Das Machbare im Blick
Aus Sicht der Kritiker blieb Leuthard dann allerdings auf halbem Weg stehen: Kein fixes Abschaltdatum für die bestehenden AKW, keine griffigen Massnahmen für Energieeffizienz. Leuthard richtete die Strategie gleich von Beginn weg auf das politisch Machbare aus. Als sie im Abstimmungskampf gegen die Atomausstiegsinitiative vor Blackouts warnte, wurde sie in den Augen der Kritiker wieder zur Atomministerin.
In der Verkehrspolitik ist Leuthard ebenfalls darum bemüht, niemanden vor den Kopf zu stossen. Strasse und Schiene dürften nicht gegeneinander ausgespielt werden, betont sie stets. Dank Versprechen an die Strassenverbände brachte sie den Ausbau des Bahnnetzes und einen neuen Bahnfonds problemlos durch die Abstimmung.
Nein zur Vignette
Das Stimmvolk folgte Leuthard auch beim zweiten Gotthard-Strassentunnel, bei der «Milchkuh-Initiative» und beim Raumplanungsgesetz. Zu ihren Niederlagen gehören das Nein zu einer teureren Autobahnvignette, das Ja zur Zweitwohnungsinitiative sowie der ungelöste Fluglärmstreit mit Deutschland.
Schon als Wirtschaftsministerin hatte sie schwierige Phasen durchlebt. Gegen den von ihr propagierten Agrarfreihandel mit der EU regte sich in der eigenen Partei Widerstand. Mit dem Wechsel ins UVEK konnte sie diesem Problem entfliehen und gleichzeitig einen Wunsch der CVP erfüllen.
Steile Karriere
Die Karriere von Doris Leuthard verlief nahezu reibungslos - und in rasantem Tempo. 1997 wurde die damals unbekannte Juristin in den Aargauer Grossen Rat gewählt, bereits zwei Jahre später in den Nationalrat.
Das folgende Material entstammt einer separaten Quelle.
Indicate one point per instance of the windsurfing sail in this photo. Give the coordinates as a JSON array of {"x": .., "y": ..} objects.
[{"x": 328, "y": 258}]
Nach der Abwahl von Ruth Metzer 2003 übernahm sie die Parteileitung.
Die charmante Aargauerin wurde rasch zum Gesicht der Partei und verlieh dieser ein neues Image. Als Joseph Deiss aus dem Bundesrat zurücktrat, war Leuthard von Beginn weg die Kronfavoritin. Die Wahl am 14. Juni 2006 war praktisch Formsache. Innerhalb von nur neun Jahren war Leuthard so von der unbekannten Grossrätin zur Bundesrätin avanciert.